Storia di un ex, Massimiliano Allegri: una vita nel segno del Milan

Che il destino di Max Allegri sia inestricabilmente legato ai colori rossoneri lo si intuisce il 13 settembre ’92, quando quel “ragazzotto” toscano dai piedi buoni, lanciato nella massima serie da Giovanni Galeone, segna, proprio in un Pescara-Milan 4-5, il suo primo gol in serie A.

Passano gli anni e Allegri, appesi, nel frattempo, gli scarpini al chiodo, viene assunto, nel 2008, come allenatore del Cagliari, dopo una panchina d’oro di Serie C, vinta alla guida del Sassuolo. I rossoblu partono male, anzi malissimo: 5 sconfitte in altrettante partite e alla sesta giornata devono ospitare al Sant’Elia, nientemeno, che i campioni d’Europa in carica del Milan.
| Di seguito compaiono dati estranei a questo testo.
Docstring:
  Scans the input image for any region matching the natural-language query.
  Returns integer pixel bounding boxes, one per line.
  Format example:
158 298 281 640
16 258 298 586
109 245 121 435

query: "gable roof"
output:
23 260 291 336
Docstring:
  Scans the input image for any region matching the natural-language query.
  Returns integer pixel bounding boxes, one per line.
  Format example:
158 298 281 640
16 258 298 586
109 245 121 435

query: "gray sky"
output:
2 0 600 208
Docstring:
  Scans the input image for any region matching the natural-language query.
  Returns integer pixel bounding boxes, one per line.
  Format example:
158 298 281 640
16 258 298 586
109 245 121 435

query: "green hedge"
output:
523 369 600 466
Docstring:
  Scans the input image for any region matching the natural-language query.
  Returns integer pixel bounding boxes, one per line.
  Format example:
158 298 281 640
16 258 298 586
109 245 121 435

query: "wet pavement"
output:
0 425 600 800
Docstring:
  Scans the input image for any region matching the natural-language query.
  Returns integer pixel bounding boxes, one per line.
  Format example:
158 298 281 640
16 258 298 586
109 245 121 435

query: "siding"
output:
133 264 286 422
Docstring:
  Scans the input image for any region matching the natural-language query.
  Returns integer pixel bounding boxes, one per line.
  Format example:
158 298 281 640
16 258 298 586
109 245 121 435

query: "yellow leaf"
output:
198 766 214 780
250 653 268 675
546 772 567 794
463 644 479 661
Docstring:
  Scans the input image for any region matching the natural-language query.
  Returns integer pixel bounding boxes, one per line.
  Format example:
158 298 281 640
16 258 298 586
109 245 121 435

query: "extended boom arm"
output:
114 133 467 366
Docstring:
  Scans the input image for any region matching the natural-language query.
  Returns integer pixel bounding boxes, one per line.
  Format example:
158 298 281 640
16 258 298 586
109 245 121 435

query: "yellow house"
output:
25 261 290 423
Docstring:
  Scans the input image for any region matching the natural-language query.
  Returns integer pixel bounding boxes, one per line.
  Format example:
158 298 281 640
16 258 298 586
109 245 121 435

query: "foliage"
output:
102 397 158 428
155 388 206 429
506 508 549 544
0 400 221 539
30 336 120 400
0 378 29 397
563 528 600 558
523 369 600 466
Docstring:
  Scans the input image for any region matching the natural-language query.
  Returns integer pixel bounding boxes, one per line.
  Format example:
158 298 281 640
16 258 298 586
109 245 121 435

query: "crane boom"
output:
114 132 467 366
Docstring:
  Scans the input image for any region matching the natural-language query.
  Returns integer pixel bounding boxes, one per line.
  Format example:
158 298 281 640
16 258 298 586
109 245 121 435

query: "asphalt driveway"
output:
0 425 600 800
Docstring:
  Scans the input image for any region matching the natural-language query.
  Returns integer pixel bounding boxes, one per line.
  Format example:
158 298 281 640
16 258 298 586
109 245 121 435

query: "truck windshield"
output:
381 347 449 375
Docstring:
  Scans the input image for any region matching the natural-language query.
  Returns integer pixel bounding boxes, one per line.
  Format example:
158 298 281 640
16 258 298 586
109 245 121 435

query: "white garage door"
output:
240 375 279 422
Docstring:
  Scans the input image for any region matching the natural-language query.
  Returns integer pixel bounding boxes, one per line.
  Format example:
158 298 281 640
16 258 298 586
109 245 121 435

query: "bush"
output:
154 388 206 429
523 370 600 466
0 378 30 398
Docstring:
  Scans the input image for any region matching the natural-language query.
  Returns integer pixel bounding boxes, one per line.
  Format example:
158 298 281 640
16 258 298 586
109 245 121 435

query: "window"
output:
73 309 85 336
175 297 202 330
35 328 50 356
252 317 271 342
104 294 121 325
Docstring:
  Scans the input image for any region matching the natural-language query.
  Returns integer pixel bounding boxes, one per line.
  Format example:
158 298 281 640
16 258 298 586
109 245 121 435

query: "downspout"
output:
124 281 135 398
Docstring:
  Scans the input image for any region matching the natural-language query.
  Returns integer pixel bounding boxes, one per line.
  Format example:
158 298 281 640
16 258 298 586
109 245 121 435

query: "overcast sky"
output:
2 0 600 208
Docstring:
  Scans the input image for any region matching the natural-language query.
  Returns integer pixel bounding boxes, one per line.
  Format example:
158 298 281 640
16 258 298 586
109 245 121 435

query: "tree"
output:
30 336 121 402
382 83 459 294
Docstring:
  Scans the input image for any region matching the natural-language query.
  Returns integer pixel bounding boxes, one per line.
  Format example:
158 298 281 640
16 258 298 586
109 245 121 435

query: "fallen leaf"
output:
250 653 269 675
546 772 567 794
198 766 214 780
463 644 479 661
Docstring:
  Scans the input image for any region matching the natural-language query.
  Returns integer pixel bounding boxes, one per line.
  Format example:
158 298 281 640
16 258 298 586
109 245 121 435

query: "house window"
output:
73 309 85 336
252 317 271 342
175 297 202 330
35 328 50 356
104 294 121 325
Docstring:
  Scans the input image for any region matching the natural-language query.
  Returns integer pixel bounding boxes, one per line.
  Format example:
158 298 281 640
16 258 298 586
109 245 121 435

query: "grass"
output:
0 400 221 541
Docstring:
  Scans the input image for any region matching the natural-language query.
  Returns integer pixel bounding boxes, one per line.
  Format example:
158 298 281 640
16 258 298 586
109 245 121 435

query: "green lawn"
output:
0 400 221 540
Il presidente Cellino chiede l’impresa al suo mister e lui, per tutta risposta, non perde e, anzi, inchioda sullo 0-0 Dinho e co.

Salvata la panchina, Max inizia un percorso lungo e soddisfacente col “Casteddu”, il cui gioco spregiudicato e offensivo convince Galliani, in uno dei rari momenti di lucidità, a designare il tecnico livornese come erede di Sacchi, Capello e Ancelotti. Così, dopo la rituale cena ad Arcore, il 25 giugno 2010 Allegri viene ufficializzato come allenatore del Milan.

La squadra affidata all’ex Cagliari è buona e lo dimostra alla prima di campionato, travolgendo il Lecce per 4-0. Ma, il 31 agosto, allo scadere del mercato, la rosa viene ulteriormente impreziosita dell’uomo che farà la fortuna dell’Allegri-allenatore: Zlatan Ibrahimovic. Sin dall’esordio col Cesena, è chiaro a tutti che il tecnico livornese ha deciso abdicare al suo gioco per incentrare tutto sullo svedese, dal cui umore dipendono la gran parte dei risultati dei rossoneri.

Troppo timoroso e debole con Zlatan, Max fa, però la voce grossa con i suoi senatori, che, dopo aver fatto la storia recente del Milan, vengono frettolosamente accompagnati all’uscita. Errore imperdonabile questo, per Allegri, che, gli costa, prima, lo spogliatoio e, poi, uno scudetto, quello 2011-2012, che pareva già annunciato.

Da quel momento il rapporto col Milan e i suoi tifosi va in altalena: gli addii di Ibra e Thiago Silva, la breve parentesi di Balotelli, con un terzo posto imprevedibilmente conquistato nel finale di Siena, il palo di Niang, che condanna all’eliminazione dalla Champions, l’acquisto di Matri e la zona retrocessione, sino al capolinea di Sassuolo, dove Berardi lo condanna all’esonero.

Max, indubbiamente, vale tanto come allenatore, ma l’eccessiva convinzione nei suoi mezzi, che talvolta  trascende nella superbia, ne ha condizionato la carriera, che, in rossonero e non, avrebbe potuto esser condita da ben più numerosi trofei.

Allegri, da calciatore, ha indossato anche la maglia del Napoli, col quale, nella stagione ’97-’98, ha disputato solo 7 incontri in Serie A.